SEATTLE – Seattle Mayor Jenny Durkan said Wednesday she wants to get hundreds more homeless people into tiny houses, emergency shelters and other safe housing over the next 90 days.

Durkan unveiled details of a plan that would use $6.3 million from the recent sale of city property to provide temporary housing for 522 additional people each night, roughly a 25 percent increase. Currently, the city operates about 2,032 shelter beds, which are near capacity each night.

The mayor, who took office last November, said the short-term plan will get people out of “horrible conditions” but it’s only one part of larger effort that includes more permanent housing as well as mental health and addiction treatment.

“The permanent solution is to build more affordable housing,” she said at a press conference. “But we need more humane, more safe places for people to live and be so we don’t have tents on our streets, garbage in our thoroughfares and needles in places.”

Durkan’s plan comes two weeks after she signed into a law a hotly debated tax on large businesses to pay for additional homeless services and low-income housing over five years.

The new employee-hours tax will begin in January and raise an additional $48 million annually.

A coalition of businesses is collecting signatures to put a referendum on the November ballot to repeal the tax.

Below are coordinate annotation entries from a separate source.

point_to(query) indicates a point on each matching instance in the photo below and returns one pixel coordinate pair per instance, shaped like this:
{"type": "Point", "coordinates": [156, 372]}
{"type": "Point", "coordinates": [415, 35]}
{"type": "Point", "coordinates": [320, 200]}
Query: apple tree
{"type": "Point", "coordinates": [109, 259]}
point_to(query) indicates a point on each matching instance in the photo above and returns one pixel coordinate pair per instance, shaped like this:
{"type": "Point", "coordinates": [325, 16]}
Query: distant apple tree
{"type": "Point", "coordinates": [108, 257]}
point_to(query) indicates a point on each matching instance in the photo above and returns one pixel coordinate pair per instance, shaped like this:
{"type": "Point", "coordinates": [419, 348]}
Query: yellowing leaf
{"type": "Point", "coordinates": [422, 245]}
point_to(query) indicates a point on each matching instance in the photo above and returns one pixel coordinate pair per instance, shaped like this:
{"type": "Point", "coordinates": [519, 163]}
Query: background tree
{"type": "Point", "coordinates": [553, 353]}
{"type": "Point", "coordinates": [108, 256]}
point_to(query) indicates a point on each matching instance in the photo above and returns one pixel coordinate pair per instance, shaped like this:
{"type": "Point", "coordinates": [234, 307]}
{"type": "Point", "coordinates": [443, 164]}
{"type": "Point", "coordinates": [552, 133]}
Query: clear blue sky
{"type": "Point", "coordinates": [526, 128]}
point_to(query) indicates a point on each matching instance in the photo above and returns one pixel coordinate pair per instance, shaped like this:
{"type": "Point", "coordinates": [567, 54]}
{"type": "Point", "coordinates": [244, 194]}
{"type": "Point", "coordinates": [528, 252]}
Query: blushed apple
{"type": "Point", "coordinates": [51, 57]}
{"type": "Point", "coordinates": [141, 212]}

The No Tax on Jobs campaign has received more than $350,000 in pledges of support from Amazon, Starbucks, Kroger, Albertsons and others.

Since declaring a civil emergency on homelessness in 2015, this booming, affluent city has been struggling to respond to increasing numbers of people living on the streets, in cars and shelters.

Seattle has authorized new homeless encampments, expanded shelter beds and opened a 24-hour homeless shelter that is open to all, even those struggling with addiction. Still, the region had the third-highest number of homeless people in the U.S. and saw 169 homeless deaths last year.

Durkan said her plan, which needs City Council approval, would represent the largest increase in shelter beds that the city has had.

The plan would create new tiny home villages, add beds at current shelters including at City Hall and temporarily use vacant building to house dozens more.

The mayor spoke Wednesday from the city’s newest homeless encampment in Seattle’s Crown Hill neighborhood, where freshly painted tiny homes, about 120 square feet (11.15 square meters), were ready for new tenants to move in. Each wooden structure is equipped with electrical outlets and a heater; a separate building will house a kitchen and showers.

Erika Nagy, who lives a few blocks from the encampment, questioned the mayor about security, staffing and costs. Nagy said in an interview later that she’s concerned about crime, how the city is spending tens of millions of dollars and whether people are getting into permanent housing.

The city spent $68 million in 2017 on homelessness and plans to spend $78 million this year.

Charmaine Min, who works full-time and currently lives in a similar tiny house village, said having a roof over her head, a place to put her things and a door to lock behind her gave her peace of mind, and allowed her to feel like a member of the community again.